Silvicultural laws in North Carolina have permitted this activity with little or no regulation as foresters consider themselves to be farmers. Their disregard for the environment is highlighted by the absence of erosion and siltation control measures. According to N.C. law, these measures are necessary to maintain the appropriate turbidity and water quality standards. The adverse effects of sedimentation are many since nutrients, herbicides,
and other toxicants adhere to sediment and can remain latent for many years.

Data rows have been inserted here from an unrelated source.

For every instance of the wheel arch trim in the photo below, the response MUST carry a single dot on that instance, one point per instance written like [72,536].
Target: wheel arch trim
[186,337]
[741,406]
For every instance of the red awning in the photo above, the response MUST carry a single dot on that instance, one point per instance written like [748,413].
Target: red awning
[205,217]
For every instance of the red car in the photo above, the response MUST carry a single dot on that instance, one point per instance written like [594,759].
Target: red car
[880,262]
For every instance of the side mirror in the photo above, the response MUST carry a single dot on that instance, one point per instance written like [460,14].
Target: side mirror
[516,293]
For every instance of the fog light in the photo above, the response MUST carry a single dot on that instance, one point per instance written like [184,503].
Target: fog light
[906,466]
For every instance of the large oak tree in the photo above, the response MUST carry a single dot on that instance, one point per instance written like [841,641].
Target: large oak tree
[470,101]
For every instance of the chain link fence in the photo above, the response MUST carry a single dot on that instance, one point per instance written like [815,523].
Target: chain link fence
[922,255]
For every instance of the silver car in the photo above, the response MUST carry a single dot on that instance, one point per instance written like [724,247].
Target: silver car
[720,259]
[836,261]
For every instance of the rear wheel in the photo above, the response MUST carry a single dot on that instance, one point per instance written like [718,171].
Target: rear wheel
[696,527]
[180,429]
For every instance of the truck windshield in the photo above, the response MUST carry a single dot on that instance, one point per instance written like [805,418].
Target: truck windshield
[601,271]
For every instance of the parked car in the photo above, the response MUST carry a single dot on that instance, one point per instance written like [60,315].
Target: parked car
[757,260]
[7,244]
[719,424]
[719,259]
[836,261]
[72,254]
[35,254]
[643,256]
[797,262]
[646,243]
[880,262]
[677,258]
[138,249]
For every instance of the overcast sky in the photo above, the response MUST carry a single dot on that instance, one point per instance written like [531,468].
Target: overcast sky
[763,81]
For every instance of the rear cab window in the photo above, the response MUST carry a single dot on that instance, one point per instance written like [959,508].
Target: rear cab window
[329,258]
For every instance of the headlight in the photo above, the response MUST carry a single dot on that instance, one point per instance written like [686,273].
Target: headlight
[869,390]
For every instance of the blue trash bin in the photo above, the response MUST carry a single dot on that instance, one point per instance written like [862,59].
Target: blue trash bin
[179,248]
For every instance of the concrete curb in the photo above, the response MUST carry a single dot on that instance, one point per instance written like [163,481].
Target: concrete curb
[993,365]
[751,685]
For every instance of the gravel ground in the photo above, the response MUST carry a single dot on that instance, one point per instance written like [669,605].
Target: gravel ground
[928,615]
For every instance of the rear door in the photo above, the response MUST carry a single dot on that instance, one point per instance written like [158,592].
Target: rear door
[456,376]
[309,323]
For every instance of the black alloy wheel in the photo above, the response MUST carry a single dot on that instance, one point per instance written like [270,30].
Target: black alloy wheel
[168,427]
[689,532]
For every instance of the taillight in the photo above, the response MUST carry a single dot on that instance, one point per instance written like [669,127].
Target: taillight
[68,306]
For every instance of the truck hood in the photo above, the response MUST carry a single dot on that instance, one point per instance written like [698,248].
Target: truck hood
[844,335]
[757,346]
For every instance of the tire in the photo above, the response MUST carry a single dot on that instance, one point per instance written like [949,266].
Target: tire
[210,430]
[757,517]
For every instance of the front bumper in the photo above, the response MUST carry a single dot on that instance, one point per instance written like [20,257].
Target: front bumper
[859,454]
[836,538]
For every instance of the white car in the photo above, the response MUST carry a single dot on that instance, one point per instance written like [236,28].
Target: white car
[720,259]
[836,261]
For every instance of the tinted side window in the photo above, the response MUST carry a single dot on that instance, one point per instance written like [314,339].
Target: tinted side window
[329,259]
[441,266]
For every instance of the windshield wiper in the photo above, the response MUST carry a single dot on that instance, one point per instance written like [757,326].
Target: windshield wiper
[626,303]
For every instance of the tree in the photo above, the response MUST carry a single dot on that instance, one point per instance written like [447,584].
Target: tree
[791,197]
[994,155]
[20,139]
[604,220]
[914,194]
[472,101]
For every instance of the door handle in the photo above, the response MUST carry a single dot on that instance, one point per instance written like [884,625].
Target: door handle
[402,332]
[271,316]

Sources of sediment from forestry activities include: roads and ditches, mechanized land clearing, slope failures, debris flow and the diversion of streams at road crossings. Yearly maintenance of ditches is more aptly described as enhancement - as they become deeper and wider with each scoop of the bucket, often becoming quite larger than the natural body of water intended to
carry their flow.

Uncontrolled ditching has made yearly flash floods the norm in the Town Creek area of Brunswick County, NC, the flood of 1999 submerging downstream residents under 23 feet of cold, black, rushing water.


The Forestry Mantra

Despite the timber industry denials of guilt and cries of YOU SHOULD HIRE A HYDROLOGIST, water is still obeying the law of gravity,flowing downstream with unbelievable velocity.
 

Updates


August 30, 2000

One tiny win for the environment as International Paper Company announced to the North Carolina Pesticide Board that they plan to temporarily suspend all herbicide spraying in southeastern North Carolina. At the request of the NC department of Environment and Natural Resources the pesticide Board had scheduled an investigation into wrongdoing by forestry in their practice of intensively spraying herbicides over wetland pine plantations.


NEWS FLASH !!

Brunswick County, NC - (July, 2000) - International Paper Co. recently installed 40 feet of silt fence and several bales of straw on their 300,000 acre pine plantation to prevent erosion along the main tour route through the Green Swamp. This “first noticable attempt" at erosion control will no doubt be enshrined with placards just as last years pathetic wildlife food plots were.

Winnabow, North Carolina - (September, 2000) During the peak of hurricane season CCSENC members discover a drainage canal less that 30 days old, measuring 55 feet wide and over 10 feet deep. This, after residents pleaded with forestry management to close off some canals to lessen downstream flooding.

Town Creek, North Carolina - (October, 2000) The Army Corps of Engineers at the request of downstream residents, the Brunswick County Commissioners, and N.C. Congressman Mike McIntyre have initiated a hydrological study into the flooding caused by stormwater runoff flowing from the Green Swamp.

Town Creek, North Carolina - (November, 2000) Conspicuously absent from the Green Swamp game lands this fall are the wildlife food plots so publicized last year as "PATHETIC".

December 12, 2000

Apparently forgetful of the hydrologic cycle, the North Carolina Pesticide Board unanimously approved guidelines permitting herbicide spraying in wetlands. Surface waters may be sprayed if less than 12 inches deep and less than thirty days old.